Information Your Attorney Needs To File Your Bankruptcy Case
A bankruptcy case is part lawsuit, part financial audit. The debtor is asking the bankruptcy court to order creditors to accept payments over time, or in some cases to order the discharge of a debt without any payment. Either way, the debtor is expected to make an accounting of assets, debts, income, and expenses and conclusively prove the debtor’s present inability to repay certain financial obligations.
The Bankruptcy Code has streamlined the process for presenting the bankruptcy case to the court. Every individual bankruptcy case filed under Chapters 7, 11, and 13 contains schedules that quickly and efficiently describe the debtor’s financial condition. In order to complete these schedules for your case, your attorney needs a considerable amount of information and documents.
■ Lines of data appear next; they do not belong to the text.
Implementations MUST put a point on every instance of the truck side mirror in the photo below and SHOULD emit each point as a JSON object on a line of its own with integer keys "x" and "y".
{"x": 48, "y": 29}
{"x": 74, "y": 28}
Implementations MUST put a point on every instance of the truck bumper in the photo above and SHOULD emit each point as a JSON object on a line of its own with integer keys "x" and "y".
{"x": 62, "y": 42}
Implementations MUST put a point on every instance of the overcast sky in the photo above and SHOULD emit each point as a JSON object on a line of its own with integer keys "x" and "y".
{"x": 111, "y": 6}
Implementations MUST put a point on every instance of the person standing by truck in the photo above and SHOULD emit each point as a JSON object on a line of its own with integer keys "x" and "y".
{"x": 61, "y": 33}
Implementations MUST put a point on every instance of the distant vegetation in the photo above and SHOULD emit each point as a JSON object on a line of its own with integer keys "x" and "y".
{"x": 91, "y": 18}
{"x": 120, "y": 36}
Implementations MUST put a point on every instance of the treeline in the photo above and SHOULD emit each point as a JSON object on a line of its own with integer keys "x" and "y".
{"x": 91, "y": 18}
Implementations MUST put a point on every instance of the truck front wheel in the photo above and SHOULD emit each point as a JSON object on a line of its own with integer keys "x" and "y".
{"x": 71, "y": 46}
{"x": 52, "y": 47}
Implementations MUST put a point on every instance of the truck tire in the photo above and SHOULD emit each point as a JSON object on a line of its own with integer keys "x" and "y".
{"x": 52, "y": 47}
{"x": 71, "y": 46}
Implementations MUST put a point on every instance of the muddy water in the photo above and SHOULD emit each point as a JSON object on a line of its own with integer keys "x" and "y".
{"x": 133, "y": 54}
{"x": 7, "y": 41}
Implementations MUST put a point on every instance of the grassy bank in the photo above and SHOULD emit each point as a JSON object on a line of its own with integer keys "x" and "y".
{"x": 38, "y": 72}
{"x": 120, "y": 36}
When you consult a bankruptcy attorney you should be prepared to provide the following documents:
- Photo ID and social security card;
- The last six months of pay check stubs. Sometimes this information can be obtained from your employer;
- Last two years of income tax returns;
- Real estate deeds and mortgage paperwork;
- Vehicle titles along with lease or purchase agreements;
- All loan paperwork;
- Any appraisal paperwork for real estate or personal property;
- Any child support or maintenance (alimony) court order;
- Any recent credit report (you can obtain a free credit report at https://www.annualcreditreport.com/cra/index.jsp);
- Information regarding your debts, including bills and collection letters;
- Any important documents that impacts your income, assets, debts, or expenses. For instance: a foreclosure notice, or a notice of an upcoming bonus;
- Investment records;
- Any life insurance policies with a cash surrender value;
- Last six months of bank statements;
- Any tax bill showing assessed value;
- Proof of insurance on all property secured by a lien; and
- Any documents pertaining to a legal claim or pending lawsuit, which includes lawsuits on your behalf (e.g. a personal injury or worker’s compensation claim).
Providing these documents at your initial meeting will save you and your attorney valuable time and effort in the bankruptcy case. This information is vital to your attorney’s ability to assess your financial situation and convey it properly to your creditors and to the bankruptcy court.